Conclusion : l'Ohio, l'État urbex le plus riche de la Rust Belt
L'Ohio se trouve au coeur de presque tous les grands récits américains d'abandon. L'histoire de la Rust Belt est écrite dans les hauts fourneaux de Youngstown et les cheminées d'Ashtabula. L'histoire des Appalaches vit dans le tunnel de Moonville et les fours de cimenterie du comté de Hocking. L'histoire de l'ère suburbanisée se déroule dans les portails verrouillés du Chippewa Lake Park et les tunnels scellés du métro de Cincinnati. L'histoire institutionnelle remplit les blocs cellulaires de Mansfield et les vérandas de cure de l'hôpital de tuberculose de Lima. Et la main du gouvernement fédéral dans la création de villes fantômes est visible dans les rues déblayées de Helltown et les terrains envahis par la végétation de Boston Township.
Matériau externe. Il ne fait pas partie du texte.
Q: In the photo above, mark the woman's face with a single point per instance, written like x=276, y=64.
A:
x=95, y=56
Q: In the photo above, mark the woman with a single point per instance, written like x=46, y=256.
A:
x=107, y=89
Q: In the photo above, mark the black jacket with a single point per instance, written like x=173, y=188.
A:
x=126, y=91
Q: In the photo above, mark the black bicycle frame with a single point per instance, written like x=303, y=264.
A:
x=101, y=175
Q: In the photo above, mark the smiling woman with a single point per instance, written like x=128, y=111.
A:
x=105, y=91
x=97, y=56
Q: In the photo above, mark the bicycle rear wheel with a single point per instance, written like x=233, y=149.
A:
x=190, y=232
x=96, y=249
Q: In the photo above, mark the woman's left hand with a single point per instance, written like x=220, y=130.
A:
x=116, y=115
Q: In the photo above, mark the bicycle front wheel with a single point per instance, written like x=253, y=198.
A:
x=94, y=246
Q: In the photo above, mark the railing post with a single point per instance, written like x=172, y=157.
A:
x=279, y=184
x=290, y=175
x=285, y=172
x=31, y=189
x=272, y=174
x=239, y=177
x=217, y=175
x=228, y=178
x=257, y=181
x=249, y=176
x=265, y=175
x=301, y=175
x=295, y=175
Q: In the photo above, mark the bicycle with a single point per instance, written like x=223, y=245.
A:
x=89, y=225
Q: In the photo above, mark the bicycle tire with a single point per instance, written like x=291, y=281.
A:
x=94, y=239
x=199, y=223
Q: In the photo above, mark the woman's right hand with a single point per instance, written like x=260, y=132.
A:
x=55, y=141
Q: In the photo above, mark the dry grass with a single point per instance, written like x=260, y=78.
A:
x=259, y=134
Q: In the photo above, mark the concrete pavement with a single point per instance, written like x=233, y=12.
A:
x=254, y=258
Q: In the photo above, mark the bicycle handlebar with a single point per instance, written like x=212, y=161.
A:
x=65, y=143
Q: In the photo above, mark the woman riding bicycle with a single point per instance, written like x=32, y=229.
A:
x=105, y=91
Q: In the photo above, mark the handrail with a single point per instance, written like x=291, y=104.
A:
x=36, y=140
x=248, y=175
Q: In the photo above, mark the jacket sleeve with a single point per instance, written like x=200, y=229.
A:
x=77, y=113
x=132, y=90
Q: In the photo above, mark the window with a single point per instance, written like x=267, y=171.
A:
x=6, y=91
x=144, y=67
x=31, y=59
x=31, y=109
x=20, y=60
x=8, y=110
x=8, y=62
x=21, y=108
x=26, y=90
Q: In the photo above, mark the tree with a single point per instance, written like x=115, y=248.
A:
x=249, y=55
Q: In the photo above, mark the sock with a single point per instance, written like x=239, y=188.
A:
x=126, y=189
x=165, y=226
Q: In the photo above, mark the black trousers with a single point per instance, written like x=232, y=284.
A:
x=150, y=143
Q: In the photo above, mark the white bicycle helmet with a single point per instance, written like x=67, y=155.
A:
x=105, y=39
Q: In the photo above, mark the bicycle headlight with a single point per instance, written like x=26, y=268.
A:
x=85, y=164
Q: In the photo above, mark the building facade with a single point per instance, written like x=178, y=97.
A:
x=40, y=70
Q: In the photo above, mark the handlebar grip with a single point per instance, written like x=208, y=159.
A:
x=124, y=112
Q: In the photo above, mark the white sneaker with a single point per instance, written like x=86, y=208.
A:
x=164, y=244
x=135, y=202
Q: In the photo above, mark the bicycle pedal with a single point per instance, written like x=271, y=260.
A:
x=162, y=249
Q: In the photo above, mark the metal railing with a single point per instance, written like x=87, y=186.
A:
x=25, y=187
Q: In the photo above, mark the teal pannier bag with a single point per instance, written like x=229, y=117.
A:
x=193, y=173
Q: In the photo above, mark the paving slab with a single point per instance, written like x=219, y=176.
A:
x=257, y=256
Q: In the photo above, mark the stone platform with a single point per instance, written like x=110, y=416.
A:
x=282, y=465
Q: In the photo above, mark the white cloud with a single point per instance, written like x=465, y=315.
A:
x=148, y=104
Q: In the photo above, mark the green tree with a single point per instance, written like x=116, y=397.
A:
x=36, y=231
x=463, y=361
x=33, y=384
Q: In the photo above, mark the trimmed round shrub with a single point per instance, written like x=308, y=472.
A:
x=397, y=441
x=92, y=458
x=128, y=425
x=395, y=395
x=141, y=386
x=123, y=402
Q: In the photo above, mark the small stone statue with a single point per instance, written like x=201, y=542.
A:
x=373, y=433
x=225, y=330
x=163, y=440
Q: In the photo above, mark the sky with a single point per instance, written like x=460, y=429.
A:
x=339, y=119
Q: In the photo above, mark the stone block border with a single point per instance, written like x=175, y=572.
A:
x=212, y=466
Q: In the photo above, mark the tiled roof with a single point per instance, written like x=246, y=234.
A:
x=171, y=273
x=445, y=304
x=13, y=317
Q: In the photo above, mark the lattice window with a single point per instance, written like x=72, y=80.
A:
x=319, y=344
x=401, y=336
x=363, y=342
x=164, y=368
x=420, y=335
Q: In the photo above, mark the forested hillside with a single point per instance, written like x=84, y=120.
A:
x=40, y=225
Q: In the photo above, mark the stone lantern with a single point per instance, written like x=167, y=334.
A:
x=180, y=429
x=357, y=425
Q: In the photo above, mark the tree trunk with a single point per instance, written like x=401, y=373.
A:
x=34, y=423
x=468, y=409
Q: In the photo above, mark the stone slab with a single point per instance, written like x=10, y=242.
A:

Avec 221 sites sur l'atlas Urbex Maps et de nouveaux ajoutés régulièrement, l'Ohio est l'un des États les plus riches du pays pour l'exploration urbaine sérieuse. Les 10 sites de ce guide sont des points de départ, pas des points d'arrivée. Chaque comté de l'Ohio a sa propre couche d'abandon, des villes industrielles soumises aux effets du lac au nord aux creux charbonniers du sud-est. Les coordonnées GPS sont gratuites. La carte est en ligne. Partez découvrir ce que l'Ohio a laissé derrière lui.